Deadlocking a Tokio Mutex without Holding a Lock | e6data

11 min read Original article ↗

Deadlocks usually occur under very specific scenarios: someone grabs a lock and tries to acquire another lock (which is held by someone else). This scenario only had one lock. In a Rust app running on Tokio, we guarded a shared state with a single mutex. Under a specific workload, four futures would start, three would complete and the fourth would hang forever. Our logs showed that the lock had been released, but no future had acquired it. So what were the futures waiting for?

One obvious thing to look for is whether we were holding a std mutex across an .await. That’s such a classic mistake that clippy has a warning for it. But we were not doing that. We used a tokio::sync::Mutex to avoid exactly such issues. The explanation ended up being inside tokio’s internals. To be clear, this is not a tokio bug – we were holding these futures incorrectly.

Let’s start by breaking down the problem from our production code to a simple reproducer that can run on the Rust playground.

The Issue

The reproducer is relatively small. We have one tokio mutex being used by 4 workers concurrently. There’s a special PausableFuture that stops polling the inner future when it gets a signal. Also note that we’re using the current_thread flavour of tokio, which is single-threaded. Similar behavior is seen with a multi_thread runtime with 4 worker threads.

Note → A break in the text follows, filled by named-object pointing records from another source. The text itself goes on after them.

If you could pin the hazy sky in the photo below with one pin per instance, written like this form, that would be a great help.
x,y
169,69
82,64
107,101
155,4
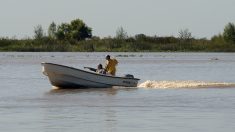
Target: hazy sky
x,y
204,18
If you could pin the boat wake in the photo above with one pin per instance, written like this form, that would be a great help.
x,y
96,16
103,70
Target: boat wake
x,y
184,84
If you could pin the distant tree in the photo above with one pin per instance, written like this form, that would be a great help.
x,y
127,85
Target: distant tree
x,y
63,32
79,30
140,37
52,30
185,34
121,34
76,30
38,32
229,33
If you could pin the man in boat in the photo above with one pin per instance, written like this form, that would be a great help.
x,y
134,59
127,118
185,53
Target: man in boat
x,y
100,69
110,66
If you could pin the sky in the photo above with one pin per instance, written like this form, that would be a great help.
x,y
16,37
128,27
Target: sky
x,y
203,18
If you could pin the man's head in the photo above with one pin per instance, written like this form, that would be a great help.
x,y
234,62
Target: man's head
x,y
107,57
100,66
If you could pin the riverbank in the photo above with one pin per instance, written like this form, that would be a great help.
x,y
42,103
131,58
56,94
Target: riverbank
x,y
154,44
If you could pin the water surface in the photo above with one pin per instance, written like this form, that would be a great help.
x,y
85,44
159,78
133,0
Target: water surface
x,y
177,92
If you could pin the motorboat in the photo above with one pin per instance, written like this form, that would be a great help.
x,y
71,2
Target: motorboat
x,y
62,76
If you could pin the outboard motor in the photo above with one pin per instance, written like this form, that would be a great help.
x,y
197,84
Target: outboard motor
x,y
128,76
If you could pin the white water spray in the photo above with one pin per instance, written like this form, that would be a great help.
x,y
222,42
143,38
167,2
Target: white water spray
x,y
184,84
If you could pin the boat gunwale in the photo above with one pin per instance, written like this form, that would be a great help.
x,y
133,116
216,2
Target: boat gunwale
x,y
88,71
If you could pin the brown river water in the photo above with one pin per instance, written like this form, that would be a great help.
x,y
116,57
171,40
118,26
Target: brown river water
x,y
183,92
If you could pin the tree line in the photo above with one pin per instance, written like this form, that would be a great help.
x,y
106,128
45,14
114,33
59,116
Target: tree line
x,y
77,36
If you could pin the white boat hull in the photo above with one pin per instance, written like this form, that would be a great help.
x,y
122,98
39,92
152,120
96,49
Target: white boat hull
x,y
68,77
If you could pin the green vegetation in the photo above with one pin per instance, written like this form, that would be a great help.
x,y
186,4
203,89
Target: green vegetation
x,y
77,36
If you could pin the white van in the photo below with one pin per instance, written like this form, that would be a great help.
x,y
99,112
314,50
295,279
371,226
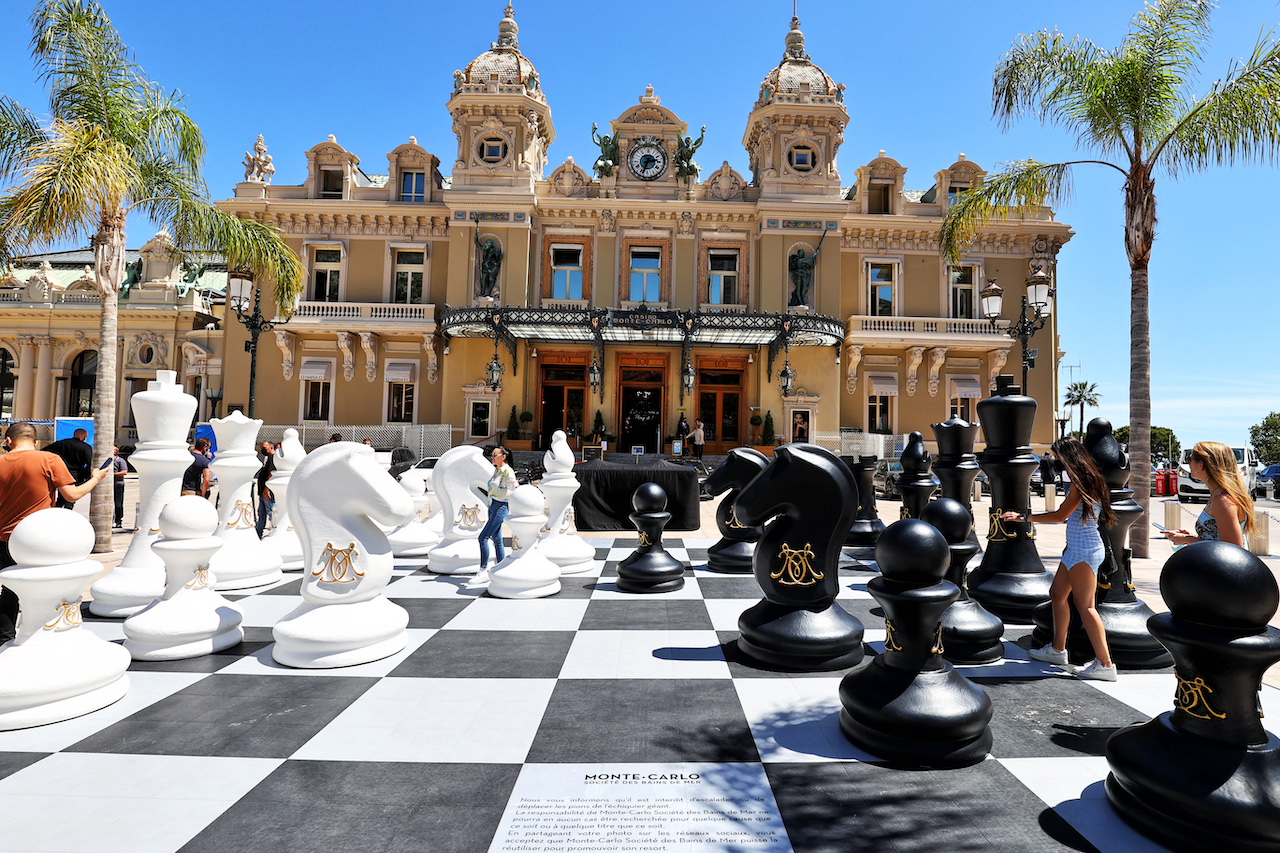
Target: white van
x,y
1192,489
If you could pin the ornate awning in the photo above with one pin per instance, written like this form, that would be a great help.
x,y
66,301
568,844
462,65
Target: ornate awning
x,y
644,325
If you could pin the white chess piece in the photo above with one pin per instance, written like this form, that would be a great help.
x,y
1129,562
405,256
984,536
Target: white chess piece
x,y
460,477
190,619
525,571
243,561
337,500
163,415
415,537
55,670
283,539
560,539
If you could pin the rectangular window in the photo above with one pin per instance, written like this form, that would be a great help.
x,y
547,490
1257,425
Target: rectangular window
x,y
880,301
722,278
325,274
645,273
961,292
880,414
318,401
414,186
330,183
400,402
566,272
408,278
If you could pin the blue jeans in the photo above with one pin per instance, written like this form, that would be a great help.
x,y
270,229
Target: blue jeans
x,y
493,530
265,506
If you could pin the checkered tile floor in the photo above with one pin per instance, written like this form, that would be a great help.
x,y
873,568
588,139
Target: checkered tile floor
x,y
424,751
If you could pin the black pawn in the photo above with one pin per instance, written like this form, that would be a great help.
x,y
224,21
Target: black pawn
x,y
799,626
1206,775
649,568
1011,580
867,527
910,705
970,634
732,553
917,483
1124,615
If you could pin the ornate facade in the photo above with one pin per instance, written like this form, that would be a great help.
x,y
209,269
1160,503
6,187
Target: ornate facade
x,y
640,286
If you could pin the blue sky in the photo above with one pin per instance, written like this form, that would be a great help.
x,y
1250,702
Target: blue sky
x,y
918,77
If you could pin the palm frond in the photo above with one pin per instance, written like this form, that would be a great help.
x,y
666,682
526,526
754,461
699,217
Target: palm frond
x,y
1237,119
19,131
1019,191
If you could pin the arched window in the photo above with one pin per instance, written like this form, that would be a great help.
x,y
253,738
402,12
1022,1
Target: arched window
x,y
83,382
8,381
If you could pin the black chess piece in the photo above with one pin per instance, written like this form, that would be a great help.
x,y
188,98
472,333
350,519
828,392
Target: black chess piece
x,y
732,553
909,705
1206,775
917,482
867,527
809,496
970,634
1124,615
955,465
649,569
1011,580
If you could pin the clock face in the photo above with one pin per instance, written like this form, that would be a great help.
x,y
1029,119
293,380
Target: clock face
x,y
647,162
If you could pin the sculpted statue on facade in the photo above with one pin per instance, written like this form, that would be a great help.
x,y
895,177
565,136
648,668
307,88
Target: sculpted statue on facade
x,y
685,165
801,273
609,156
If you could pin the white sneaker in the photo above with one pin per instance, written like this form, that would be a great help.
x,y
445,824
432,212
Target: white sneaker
x,y
1095,670
1048,655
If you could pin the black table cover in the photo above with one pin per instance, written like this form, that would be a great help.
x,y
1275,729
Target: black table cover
x,y
603,502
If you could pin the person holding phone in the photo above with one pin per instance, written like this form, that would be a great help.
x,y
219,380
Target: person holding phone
x,y
1087,502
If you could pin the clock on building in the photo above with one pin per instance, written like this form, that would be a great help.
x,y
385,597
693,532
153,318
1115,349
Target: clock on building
x,y
647,160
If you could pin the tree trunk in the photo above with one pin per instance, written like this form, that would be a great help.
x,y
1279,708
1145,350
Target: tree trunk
x,y
1139,236
109,272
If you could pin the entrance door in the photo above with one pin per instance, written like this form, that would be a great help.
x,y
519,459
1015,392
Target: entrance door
x,y
641,410
720,407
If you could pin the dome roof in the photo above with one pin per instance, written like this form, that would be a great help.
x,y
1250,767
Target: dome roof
x,y
795,69
503,58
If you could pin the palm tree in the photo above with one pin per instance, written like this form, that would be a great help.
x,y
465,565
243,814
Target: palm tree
x,y
1082,393
113,144
1133,108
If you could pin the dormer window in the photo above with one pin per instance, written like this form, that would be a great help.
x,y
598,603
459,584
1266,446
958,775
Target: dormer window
x,y
493,149
801,158
330,183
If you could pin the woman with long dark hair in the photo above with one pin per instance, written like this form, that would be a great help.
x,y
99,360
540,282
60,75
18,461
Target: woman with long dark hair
x,y
1087,503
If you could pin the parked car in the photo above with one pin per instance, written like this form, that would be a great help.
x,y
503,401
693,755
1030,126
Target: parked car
x,y
887,473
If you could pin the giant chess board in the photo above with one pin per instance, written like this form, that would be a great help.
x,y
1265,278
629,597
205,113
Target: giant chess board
x,y
589,721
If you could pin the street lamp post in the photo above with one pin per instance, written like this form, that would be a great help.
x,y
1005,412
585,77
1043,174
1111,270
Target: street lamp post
x,y
1038,297
240,283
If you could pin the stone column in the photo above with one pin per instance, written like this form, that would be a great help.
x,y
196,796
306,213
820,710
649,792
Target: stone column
x,y
41,406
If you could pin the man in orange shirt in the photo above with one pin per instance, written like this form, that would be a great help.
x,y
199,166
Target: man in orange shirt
x,y
28,480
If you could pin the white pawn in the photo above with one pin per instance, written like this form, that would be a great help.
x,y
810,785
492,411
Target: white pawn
x,y
163,414
283,539
525,573
561,543
243,561
190,619
460,477
55,670
415,537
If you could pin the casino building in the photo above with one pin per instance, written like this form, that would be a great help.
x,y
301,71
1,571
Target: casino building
x,y
638,286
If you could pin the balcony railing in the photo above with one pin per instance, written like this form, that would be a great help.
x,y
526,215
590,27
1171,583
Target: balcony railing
x,y
369,311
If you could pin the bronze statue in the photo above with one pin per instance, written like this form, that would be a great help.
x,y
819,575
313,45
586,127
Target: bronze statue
x,y
609,158
490,261
801,273
685,165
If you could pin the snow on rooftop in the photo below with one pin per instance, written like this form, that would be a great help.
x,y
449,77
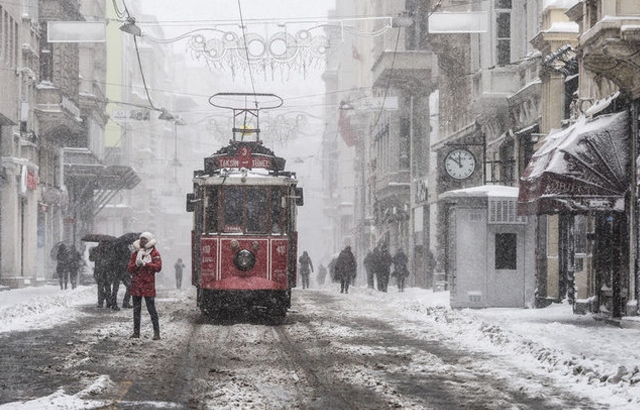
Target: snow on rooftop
x,y
559,4
563,27
500,191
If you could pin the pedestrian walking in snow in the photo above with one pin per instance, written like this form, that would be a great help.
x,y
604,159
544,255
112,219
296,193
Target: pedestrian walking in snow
x,y
179,267
75,263
101,257
322,274
145,262
118,273
62,266
345,269
370,267
383,263
400,270
306,267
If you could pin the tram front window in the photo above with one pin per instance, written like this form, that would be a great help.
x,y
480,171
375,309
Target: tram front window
x,y
256,209
233,205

//! Reproducer: tokio::sync::Mutex deadlock with a single, unlocked mutex.
//!
//! Cargo.toml:
//!   [dependencies]
//!   tokio = { version = "1", features = ["full"] }

use std::future::Future;
use std::pin::Pin;
use std::sync::Arc;
use std::sync::atomic::{AtomicBool, Ordering};
use std::task::{Context, Poll};
use std::time::Duration;
use tokio::sync::Mutex;

/// Future wrapper that stops forwarding polls when `stopped` is set.
struct PausableFuture<F> {
    inner: Pin<Box<F>>,
    stopped: Arc<AtomicBool>,
}

impl<F: Future> Future for PausableFuture<F> {
    type Output = F::Output;
    fn poll(mut self: Pin<&mut Self>, cx: &mut Context<'_>) -> Poll<Self::Output> {
        if self.stopped.load(Ordering::Acquire) {
            return Poll::Pending;
        }
        self.inner.as_mut().poll(cx)
    }
}

#[tokio::main(flavor = "current_thread")]
async fn main() {
    let mutex = Arc::new(Mutex::new(()));

    // Hold the lock so workers queue up.
    let guard = mutex.lock().await;
    println!("main acquired the lock");

    // Spawn 4 workers, each wrapped in a PausableFuture.
    // Each worker gets its own flag - whether to stop or not.
    let stop_flags: Vec<_> = (0..4).map(|_| Arc::new(AtomicBool::new(false))).collect();
    let mut handles = Vec::new();
    for id in 0..4u32 {
        let mutex = Arc::clone(&mutex);
        let stopped = Arc::clone(&stop_flags[id as usize]);
        handles.push(tokio::spawn(PausableFuture {
            stopped,
            inner: Box::pin(async move {
                let guard = mutex.lock().await;
                println!("worker {id}: acquired lock");
                tokio::time::sleep(Duration::from_millis(100)).await;
                drop(guard);
                println!("worker {id}: released lock");
            }),
        }));
    }

    // Yield so all workers poll lock() and start waiting.
    tokio::task::yield_now().await;

    // Stop polling worker 1.
    stop_flags[1].store(true, Ordering::Release);

    // Release the lock. The mutex is now UNLOCKED.
    drop(guard);
    println!("main released the lock");

    for (id, h) in handles.into_iter().enumerate() {
        match tokio::time::timeout(std::time::Duration::from_secs(2), h).await {
            Ok(Ok(())) => println!("worker {id}: done"),
            Ok(Err(e)) => println!("worker {id}: error: {e}"),
            Err(_) => println!("worker {id}: DEADLOCKED"),
        }
    }
}

Running it gives the following logs:

main acquired the lock
main released the lock
worker 0: acquired lock
worker 0: released lock
worker 0: done
worker 1: DEADLOCKED
worker 2: DEADLOCKED
worker 3: DEADLOCKED

We can see that both main and worker 0 have released the locks. No one is holding the lock, yet the other threads get deadlocked!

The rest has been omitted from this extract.